Mexico seeks to clean house – its way
The U.S. wants Mexico to do more on cartel crime and corruption. Balancing domestic pressures, Mexico’s president wants Washington to respect her country’s autonomy – and what she’s already done. Greater trust in one another could help.
President Claudia Sheinbaum Pardo at her daily mañanera (morning press conference), April 30, the day after the U.S. indicted 10 Mexican officials: During this event, she pushed back against the request for extradition, promising an internal investigation first.
Henry Romero/Reuters
As reported in the Monitor last week, the recent U.S. indictment of 10 Mexican officials poses a key test for President Claudia Sheinbaum Pardo: how best to balance pressures from its neighbor and largest trading partner with the domestic imperative to defend sovereignty – while also tackling cartel crime and serving justice for ordinary Mexicans?
More broadly, this development also tests both countries’ determination to collaboratively pursue legitimate shared interests in a way that stabilizes rather than further disrupts already-shaky economic, political, and security relations.
Last Thursday, President Sheinbaum said the U.S. request for extradition of the 10 officials did not provide enough evidence for arrests.
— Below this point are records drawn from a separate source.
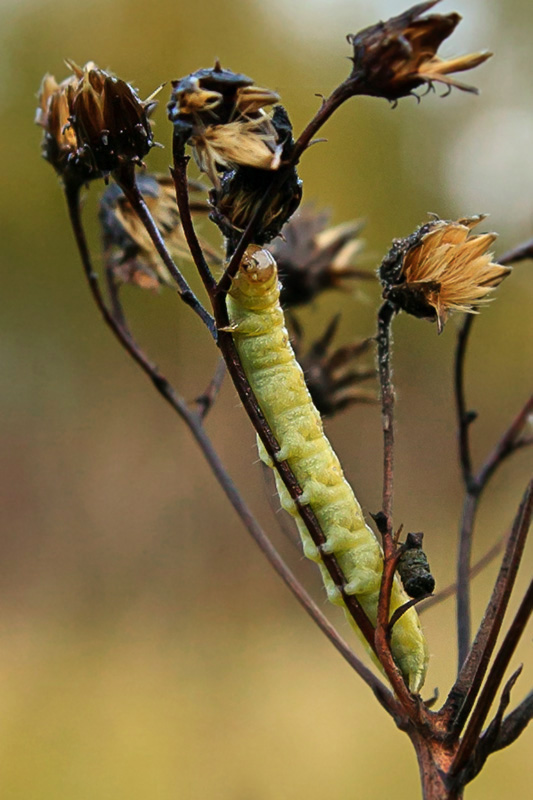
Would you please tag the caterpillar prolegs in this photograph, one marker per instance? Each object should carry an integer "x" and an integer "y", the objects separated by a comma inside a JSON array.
[{"x": 258, "y": 329}]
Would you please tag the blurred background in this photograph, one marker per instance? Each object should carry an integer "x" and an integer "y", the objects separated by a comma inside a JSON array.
[{"x": 147, "y": 649}]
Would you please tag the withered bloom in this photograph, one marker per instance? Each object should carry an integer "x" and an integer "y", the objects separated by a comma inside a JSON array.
[
  {"x": 235, "y": 201},
  {"x": 221, "y": 114},
  {"x": 109, "y": 119},
  {"x": 393, "y": 58},
  {"x": 129, "y": 252},
  {"x": 312, "y": 258},
  {"x": 333, "y": 376},
  {"x": 441, "y": 268},
  {"x": 60, "y": 143}
]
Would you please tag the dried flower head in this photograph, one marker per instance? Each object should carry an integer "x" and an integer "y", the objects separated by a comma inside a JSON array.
[
  {"x": 221, "y": 114},
  {"x": 312, "y": 257},
  {"x": 60, "y": 143},
  {"x": 441, "y": 268},
  {"x": 393, "y": 58},
  {"x": 242, "y": 190},
  {"x": 333, "y": 376},
  {"x": 129, "y": 252},
  {"x": 109, "y": 119}
]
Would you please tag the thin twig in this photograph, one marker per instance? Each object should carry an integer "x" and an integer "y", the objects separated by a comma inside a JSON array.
[
  {"x": 194, "y": 423},
  {"x": 451, "y": 589},
  {"x": 126, "y": 180},
  {"x": 114, "y": 298},
  {"x": 474, "y": 483},
  {"x": 385, "y": 317},
  {"x": 494, "y": 679},
  {"x": 179, "y": 175},
  {"x": 466, "y": 688},
  {"x": 514, "y": 723},
  {"x": 205, "y": 401},
  {"x": 508, "y": 443}
]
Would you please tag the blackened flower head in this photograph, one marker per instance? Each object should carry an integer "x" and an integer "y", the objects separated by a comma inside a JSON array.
[
  {"x": 129, "y": 253},
  {"x": 333, "y": 376},
  {"x": 242, "y": 190},
  {"x": 312, "y": 257},
  {"x": 441, "y": 268},
  {"x": 393, "y": 58},
  {"x": 109, "y": 119}
]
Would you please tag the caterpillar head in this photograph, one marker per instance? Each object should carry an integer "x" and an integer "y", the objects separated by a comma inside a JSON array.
[{"x": 257, "y": 277}]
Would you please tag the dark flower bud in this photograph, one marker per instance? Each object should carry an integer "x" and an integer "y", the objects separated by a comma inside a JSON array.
[
  {"x": 333, "y": 376},
  {"x": 393, "y": 58},
  {"x": 441, "y": 268},
  {"x": 240, "y": 192},
  {"x": 129, "y": 252},
  {"x": 413, "y": 568},
  {"x": 221, "y": 114},
  {"x": 109, "y": 119},
  {"x": 312, "y": 258}
]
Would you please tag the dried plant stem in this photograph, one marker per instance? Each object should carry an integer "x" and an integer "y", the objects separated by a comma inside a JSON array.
[
  {"x": 126, "y": 180},
  {"x": 339, "y": 96},
  {"x": 385, "y": 316},
  {"x": 451, "y": 589},
  {"x": 475, "y": 483},
  {"x": 251, "y": 406},
  {"x": 205, "y": 401},
  {"x": 193, "y": 419},
  {"x": 466, "y": 688},
  {"x": 494, "y": 679}
]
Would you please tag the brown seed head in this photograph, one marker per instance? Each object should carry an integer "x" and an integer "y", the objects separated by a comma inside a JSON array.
[
  {"x": 441, "y": 268},
  {"x": 60, "y": 143},
  {"x": 333, "y": 376},
  {"x": 241, "y": 190},
  {"x": 221, "y": 114},
  {"x": 312, "y": 258},
  {"x": 393, "y": 58},
  {"x": 109, "y": 119},
  {"x": 129, "y": 252}
]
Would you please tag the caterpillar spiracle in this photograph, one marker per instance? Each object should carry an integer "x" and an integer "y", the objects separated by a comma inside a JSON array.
[{"x": 258, "y": 328}]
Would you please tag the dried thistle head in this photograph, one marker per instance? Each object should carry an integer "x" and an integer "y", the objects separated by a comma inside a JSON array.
[
  {"x": 109, "y": 119},
  {"x": 241, "y": 191},
  {"x": 221, "y": 114},
  {"x": 441, "y": 268},
  {"x": 60, "y": 143},
  {"x": 312, "y": 258},
  {"x": 393, "y": 58},
  {"x": 129, "y": 252},
  {"x": 333, "y": 375}
]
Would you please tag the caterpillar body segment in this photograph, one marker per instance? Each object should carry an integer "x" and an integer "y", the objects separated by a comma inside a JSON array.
[{"x": 258, "y": 328}]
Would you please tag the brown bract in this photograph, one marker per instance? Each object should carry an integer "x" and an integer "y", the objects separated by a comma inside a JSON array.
[
  {"x": 333, "y": 376},
  {"x": 441, "y": 268},
  {"x": 312, "y": 258},
  {"x": 393, "y": 58},
  {"x": 93, "y": 123},
  {"x": 109, "y": 119},
  {"x": 221, "y": 114},
  {"x": 60, "y": 143},
  {"x": 129, "y": 252}
]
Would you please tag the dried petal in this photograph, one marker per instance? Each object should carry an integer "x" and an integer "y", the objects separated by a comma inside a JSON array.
[
  {"x": 312, "y": 258},
  {"x": 441, "y": 268},
  {"x": 393, "y": 58}
]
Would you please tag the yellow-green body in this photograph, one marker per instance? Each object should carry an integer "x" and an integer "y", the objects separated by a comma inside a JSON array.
[{"x": 258, "y": 327}]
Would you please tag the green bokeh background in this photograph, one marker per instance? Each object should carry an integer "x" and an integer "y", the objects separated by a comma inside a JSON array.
[{"x": 148, "y": 651}]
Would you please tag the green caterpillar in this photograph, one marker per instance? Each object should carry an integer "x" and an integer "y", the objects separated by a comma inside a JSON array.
[{"x": 258, "y": 328}]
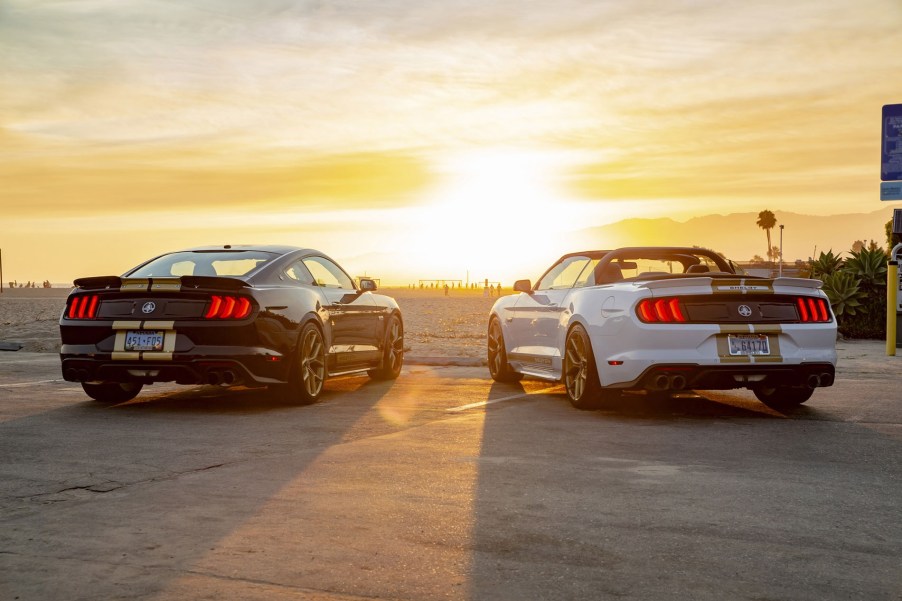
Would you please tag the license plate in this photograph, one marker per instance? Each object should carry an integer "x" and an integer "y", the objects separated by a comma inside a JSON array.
[
  {"x": 144, "y": 340},
  {"x": 749, "y": 344}
]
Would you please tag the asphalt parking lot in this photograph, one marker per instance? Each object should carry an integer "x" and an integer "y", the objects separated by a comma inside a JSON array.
[{"x": 445, "y": 485}]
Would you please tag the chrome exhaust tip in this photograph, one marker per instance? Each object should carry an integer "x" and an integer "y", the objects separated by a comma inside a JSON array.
[{"x": 661, "y": 382}]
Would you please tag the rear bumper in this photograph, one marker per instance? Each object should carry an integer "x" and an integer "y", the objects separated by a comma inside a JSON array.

Instead, she said, Mexican prosecutors would investigate the cases to determine evidence of criminality. Her declaration came in the wake of increasing unease after a roadway incident in late April pointed to CIA involvement inside Mexico.
The Trump administration has ramped up demands – including veiled military threats – to curb the flow of illegal drugs into the United States. Last year saw record-level fentanyl seizures, the extradition of dozens of alleged traffickers to the U.S., and increased intelligence sharing.
But even before President Donald Trump took office, the Sheinbaum government had launched Operation Swarm in November 2024, targeting cartel crime and political collusion at the municipal level. By February of this year, 60 people across six states had been arrested, including mayors and security officials from the ruling party. According to two researchers at the Washington-based Brookings Institution, this shows “Sheinbaum’s willingness to clean up her own party, something her predecessors ... were unwilling to do.”
“Some 30% of those arrested ... have been convicted. That’s crucial, and unusually high,” the researchers wrote, noting that successful prosecution rates in Mexico rarely top 7%.
Some critics fault Dr. Sheinbaum’s pursuit of corruption among high-level officials, whom she has sometimes negotiated out of office with a golden parachute rather than with prosecution. These apparent concessions to powerful interests underscore the immense challenges to professionalizing police, security, and judicial structures.
Still, according to the Mexico News Daily, Dr. Sheinbaum is charting a different course from her predecessor and “moving with increasing confidence and speed.” In March, several polls showed her approval rating at or above 70%, with 57% of respondents saying Mexico was on a “good/very good” path, though 41% viewed the relationship with Mr. Trump as “bad/very bad.”
Ultimately, effectively tackling cartel-related crime requires Mexico and the U.S. to deepen confidence and predictability in one another’s intentions and efforts, according to Earl Anthony Wayne, a former U.S. ambassador to Mexico.
“Trust needs to be nurtured,” he wrote in a commentary for the Center for Strategic and International Studies in January. “This is worth much more than rapid, uncoordinated moves that hit criminal groups, but weaken cooperation and build mistrust.”
Each country “brings critical capabilities,” Ambassador Wayne noted. Success depends on crafting mutually supportive, acceptable, and consistent approaches to combat corruption and pursue justice.